Max Sawicky sawicky at epinet.org
Fri Oct 30 07:55:24 PST 1998



> I wonder what the charity was. Aid to Contras with Dependent
> Machetes? Seriously, though, aren't charitable deductions something
> that by and large only the rich can really take advantage of? Though
> I do remember seeing somewhere that the poorer one were, the more one
> tended to give, percentage-wise, of income...

The deduction is available to all, whether or not they itemize. Of course, the less your income the less easy it is to donate. More annoying than the regressivity of the deduction is the fact that it subsidizes consumption which has nothing to do with altruistic purposes by any definition--a doubly regressive deduction, in effect. There was a book about six years ago, name escapes me, which detailed the nature of the sector benefitting from the deduction. Lots of universities, country clubs, church activity having nothing to do with the poor.


> > >Our tax system is not as progressive as I would like. But it is
> >progressive. And Barlett and Steele are trying to mask the fact that
> >it is progressive.
>
> Is this true even when you look at the *effective* tax rate?

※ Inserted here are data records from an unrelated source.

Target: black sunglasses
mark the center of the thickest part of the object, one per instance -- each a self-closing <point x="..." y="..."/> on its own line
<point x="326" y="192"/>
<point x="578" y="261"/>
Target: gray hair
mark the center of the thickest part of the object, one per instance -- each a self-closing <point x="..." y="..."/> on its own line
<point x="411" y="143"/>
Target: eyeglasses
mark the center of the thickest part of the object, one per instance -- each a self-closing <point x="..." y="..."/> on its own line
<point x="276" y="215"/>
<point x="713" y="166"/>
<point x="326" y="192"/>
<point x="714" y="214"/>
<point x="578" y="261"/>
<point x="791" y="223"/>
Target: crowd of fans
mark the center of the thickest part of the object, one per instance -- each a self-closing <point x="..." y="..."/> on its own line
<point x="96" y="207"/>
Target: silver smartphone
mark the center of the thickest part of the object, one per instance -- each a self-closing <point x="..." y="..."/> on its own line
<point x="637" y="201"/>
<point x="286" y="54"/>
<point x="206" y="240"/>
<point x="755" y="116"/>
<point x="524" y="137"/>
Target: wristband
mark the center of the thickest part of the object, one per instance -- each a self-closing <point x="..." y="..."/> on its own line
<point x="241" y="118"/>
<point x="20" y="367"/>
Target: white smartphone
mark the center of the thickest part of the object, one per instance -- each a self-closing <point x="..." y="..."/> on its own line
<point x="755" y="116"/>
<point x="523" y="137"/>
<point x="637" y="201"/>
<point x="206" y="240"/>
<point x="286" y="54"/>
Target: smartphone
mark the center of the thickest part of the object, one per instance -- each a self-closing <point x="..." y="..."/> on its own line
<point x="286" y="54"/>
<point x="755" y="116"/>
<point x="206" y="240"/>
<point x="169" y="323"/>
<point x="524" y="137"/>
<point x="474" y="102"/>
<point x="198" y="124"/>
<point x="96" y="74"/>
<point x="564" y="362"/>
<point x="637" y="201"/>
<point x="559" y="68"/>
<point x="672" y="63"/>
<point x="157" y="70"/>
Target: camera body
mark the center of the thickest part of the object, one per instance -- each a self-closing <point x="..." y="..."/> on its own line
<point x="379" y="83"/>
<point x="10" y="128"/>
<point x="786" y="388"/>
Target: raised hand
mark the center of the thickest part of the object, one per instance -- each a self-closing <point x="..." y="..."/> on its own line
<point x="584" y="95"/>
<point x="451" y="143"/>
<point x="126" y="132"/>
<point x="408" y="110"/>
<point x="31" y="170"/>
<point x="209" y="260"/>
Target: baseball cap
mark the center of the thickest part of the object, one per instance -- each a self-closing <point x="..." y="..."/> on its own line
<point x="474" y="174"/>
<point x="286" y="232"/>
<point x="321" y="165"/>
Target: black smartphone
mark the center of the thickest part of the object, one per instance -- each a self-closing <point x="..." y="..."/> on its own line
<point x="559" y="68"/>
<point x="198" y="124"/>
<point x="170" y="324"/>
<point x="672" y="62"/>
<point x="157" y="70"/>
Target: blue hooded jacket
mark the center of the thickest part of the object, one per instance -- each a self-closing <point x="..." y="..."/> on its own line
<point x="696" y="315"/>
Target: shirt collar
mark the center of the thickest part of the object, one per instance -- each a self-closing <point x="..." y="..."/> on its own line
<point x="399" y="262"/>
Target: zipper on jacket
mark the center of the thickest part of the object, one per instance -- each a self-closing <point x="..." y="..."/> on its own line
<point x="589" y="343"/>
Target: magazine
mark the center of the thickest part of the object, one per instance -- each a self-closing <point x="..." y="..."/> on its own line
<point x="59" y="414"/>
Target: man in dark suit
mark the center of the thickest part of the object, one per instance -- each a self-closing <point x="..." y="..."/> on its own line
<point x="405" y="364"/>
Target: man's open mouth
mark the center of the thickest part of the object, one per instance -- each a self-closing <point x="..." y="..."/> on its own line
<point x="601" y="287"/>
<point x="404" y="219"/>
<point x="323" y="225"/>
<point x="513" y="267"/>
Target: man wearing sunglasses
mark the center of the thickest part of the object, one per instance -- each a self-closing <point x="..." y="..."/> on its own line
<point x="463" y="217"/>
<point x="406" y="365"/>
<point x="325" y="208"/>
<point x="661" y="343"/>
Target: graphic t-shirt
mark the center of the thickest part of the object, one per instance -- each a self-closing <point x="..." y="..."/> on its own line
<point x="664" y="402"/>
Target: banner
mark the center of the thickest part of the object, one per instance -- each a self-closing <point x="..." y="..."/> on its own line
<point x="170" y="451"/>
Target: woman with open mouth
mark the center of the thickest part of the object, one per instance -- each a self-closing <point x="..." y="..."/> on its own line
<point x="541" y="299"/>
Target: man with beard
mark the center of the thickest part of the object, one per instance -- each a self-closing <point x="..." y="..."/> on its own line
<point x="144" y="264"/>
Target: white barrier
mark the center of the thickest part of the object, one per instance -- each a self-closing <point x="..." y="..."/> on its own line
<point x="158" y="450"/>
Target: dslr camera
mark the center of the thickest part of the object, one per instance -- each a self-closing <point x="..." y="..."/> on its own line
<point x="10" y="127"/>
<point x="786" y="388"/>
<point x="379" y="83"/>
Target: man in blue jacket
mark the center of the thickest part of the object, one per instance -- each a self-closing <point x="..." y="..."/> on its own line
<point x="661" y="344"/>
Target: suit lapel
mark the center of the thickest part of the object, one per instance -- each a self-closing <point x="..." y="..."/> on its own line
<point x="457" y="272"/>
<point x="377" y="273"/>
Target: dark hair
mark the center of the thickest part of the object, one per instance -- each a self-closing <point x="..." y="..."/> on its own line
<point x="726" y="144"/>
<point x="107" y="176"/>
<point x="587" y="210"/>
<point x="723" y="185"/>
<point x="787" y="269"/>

income taxes are unquestionably progressive. if you throw in all other taxes, federal state and local, the distribution flattens out (gets more proportional) considerably.


> . . .
> How do you know that this is true? How do you know that their
> examples do not take this into account? I remember Jonathan Kozol, in
> his book *Savage Inequalities* making the claim that property tax
> rates in rich districts tended to be less (often far less),
> percentage-wise, than in poor districts. The poor would pay much
> larger portions of their incomes and they would still fall short of
> the amount of money the rich could send to their schools.

We're mixing up two different things here. You're right that localities with different property wealth per head yield an inherently regressive tax result under local financing of any public service. A separate matter is capping taxes based on withholding property from the market. Whether that proves to be regressive or not depends on whether high- or low-value property appreciates more, and on how often homeowners sell, by income class, among other things. Probably high-income homeowners' property appreciates faster and higher in up markets, but many of these people in CA took a huge bath if they were homeowners when the housing market collapsed. I bet this outweighed any relief they enjoyed due to the tax cap. I have no idea how frequency of sales of homes varies by income class.


> >--Barlett and Steele don't seem to understand that the tax deductible
> >IRA as it existed between 1981 and 1986 was a *regressive* piece of
> >the tax code.
>
> But, wasn't the contribution limited to something like one or two
> thousand dollars per person? How is that regressive (if I've
> remembered correctly), since it seems that there was a distinct
> (relatively low?) cap on the amount of deduction?

Any savings preference that is available to all is going to be regressive because savings rates, obviously, rise with income class. Lots of lower-income people for whom savings preferences are available don't use them. As a matter of fairness, one might be concerned that savings deductions be 'equally' available to all taxpayers. [the defintion of equally is elastic] Incidentally, if you like savings deductions, then you like consumption taxation.